Raising the bar The payoff for put debit spread is derived and illustrated

Apr 21

Put debit spread

Put debit spread

This post parallels the one about the call debit spread. A combination of several options in one trade is called a strategy. Here we discuss a strategy called a put debit spread. The word "debit" in this name means that a trader has to pay for it. The rule of thumb is that if it is a debit (you pay for a strategy), then it is less risky than if it is a credit (you are paid). Let $p(K)$ denote the price of the put with the strike $K,$ suppressing all other variables that influence the put price.

Assumption. The market values higher events of higher probability. This is true if investors are rational and the market correctly reconciles views of different investors.

We need the following property: if $K_{1}<K_{2}$ are two strike prices, then for the corresponding put prices (with the same expiration and underlying asset) one has $p(K_{1})<p(K_{2}).$

Proof. A put price is higher if the probability of it being in the money at expiration is higher. Let $S(T)$ be the stock price at expiration $T.$ Since $T$ is a moment in the future, $S(T)$ is a random variable. For a given strike $K,$ the put is said to be in the money at expiration if $S(T)<K.$ If $K_{1}<K_{2}$ and $S(T)<K_{1},$ then $S(T)<K_{2}.$ It follows that the set $\{ S(T)<K_{1}\}$ is a subset of the set $\{S(T)<K_{2}\} .$ Hence the probability of the event $\{S(T)<K_{2}\}$ is higher than that of the event $\{S(T)<K_{1}\}$ and $p(K_{2})>p(K_{1}).$

Put debit spread strategy. Select two strikes $K_{1}<K_{2},$ buy $p(K_{2})$ (take a long position) and sell $p(K_{1})$ (take a short position). You pay $p=p(K_{2})-p(K_{1})>0$ for this.

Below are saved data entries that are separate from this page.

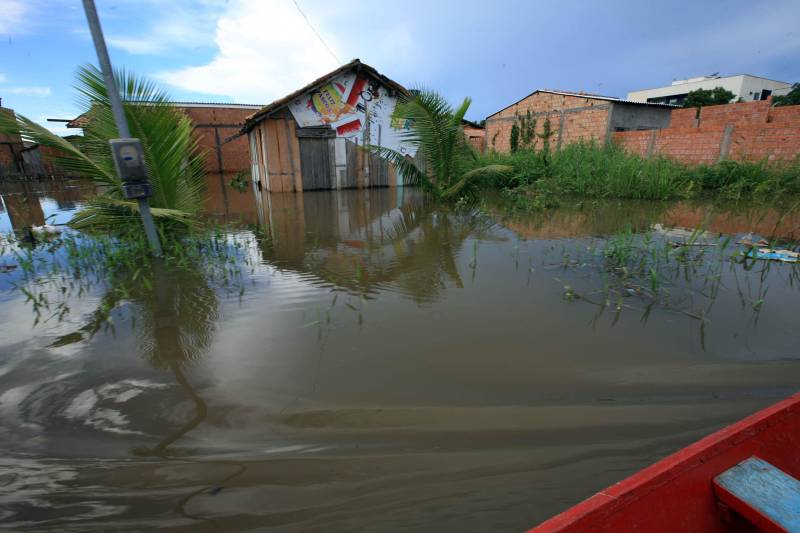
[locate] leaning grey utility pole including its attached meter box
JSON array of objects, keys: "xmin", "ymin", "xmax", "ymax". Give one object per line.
[{"xmin": 83, "ymin": 0, "xmax": 161, "ymax": 257}]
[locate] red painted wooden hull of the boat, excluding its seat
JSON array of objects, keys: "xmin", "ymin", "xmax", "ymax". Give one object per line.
[{"xmin": 529, "ymin": 394, "xmax": 800, "ymax": 533}]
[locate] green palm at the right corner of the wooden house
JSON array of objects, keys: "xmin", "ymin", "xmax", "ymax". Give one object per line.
[{"xmin": 366, "ymin": 90, "xmax": 511, "ymax": 200}]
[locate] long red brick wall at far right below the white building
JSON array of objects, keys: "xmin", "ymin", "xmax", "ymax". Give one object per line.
[{"xmin": 613, "ymin": 101, "xmax": 800, "ymax": 164}]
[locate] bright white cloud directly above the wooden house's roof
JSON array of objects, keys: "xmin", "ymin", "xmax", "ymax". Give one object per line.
[{"xmin": 157, "ymin": 0, "xmax": 337, "ymax": 103}]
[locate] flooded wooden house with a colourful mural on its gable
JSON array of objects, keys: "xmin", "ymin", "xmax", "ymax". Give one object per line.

Our purpose is to derive the payoff for this strategy. We remember that if $S(T)\ge K,$ then the put $p(K)$ expires worthless.

Case $S(T)\ge K_{2}.$ In this case both options expire worthless and the payoff is the initial outlay: payoff $=-p.$

Case $K_{1}\leq S(T)<K_{2}.$ Exercising the put $p(K_{2})$ , in comparison with selling the stock at the market price you gain $K_{2}-S(T).$ The second option expires worthless. The payoff is: payoff $=K_{2}-S(T)-p.$

Case $S(T)<K_{1}.$ Both options are exercised. The gain from $p(K_{2})$ is, as above, $K_{2}-S(T).$ The holder of the long put $p(K_{1})$ sells you stock at price $K_{1}.$ Since your position is short, you have nothing to do but comply. The alternative would be to buy at the market price, so you lose $S(T)-K_{1}.$ The payoff is: payoff $=\left(K_{2}-S(T)\right) +\left( S(T)-K_{1}\right) -p=K_{2}-K_{1}-p.$

Summarizing, we get:

payoff $=\left\{\begin{array}{ll} -p, & K_2\le S(T) \\ K_{2}-S(T)-p, & K_{1}\leq S(T)<K_{2}\\ K_{2}-K_{1}-p, & S(T)<K_{1} \end{array}\right.$

Normally, the strikes are chosen so that $K_{2}-K_{1}>p.$ From the payoff expression we see then that the maximum profit is $K_{2}-K_{1}-p>0,$ the maximum loss is $-p$ and the breakeven stock price is $S(T)=K_{2}-p.$ This is illustrated in Figure 1, where the stock price at expiration is on the horizontal axis.

Figure 1. Payoff from put debit spread. Source: https://www.optionsbro.com/

Conclusion. For the strategy to be profitable, the price at expiration should satisfy $S(T)< K_{2}-p.$ Buying a put debit spread is appropriate when the price is expected to stay in that range.

In comparison with the long put position $p(K_{2}),$ taking at the same time the short call position $-p(K_{1})$ allows one to reduce the initial outlay. This is especially important when the stock volatility is high, resulting in a high put price. In the difference $p(K_{2})-p(K_{1})$ that volatility component partially cancels out.

Remark. There is an important issue of choosing the strikes. Let $S$ denote the stock price now. The payoff expression allows us to rank the next choices in the order of increasing risk: 1) $S<K_1<K_2$ (both options are in the money, less risk), 2) $K_1<S<K_2$ and 3) $K_1<K_2<S$ (both options are out of the money, highest risk). Also remember that a put debit spread is less expensive than buying $p(K_{2})$ and selling $p(K_{1})$ in two separate transactions.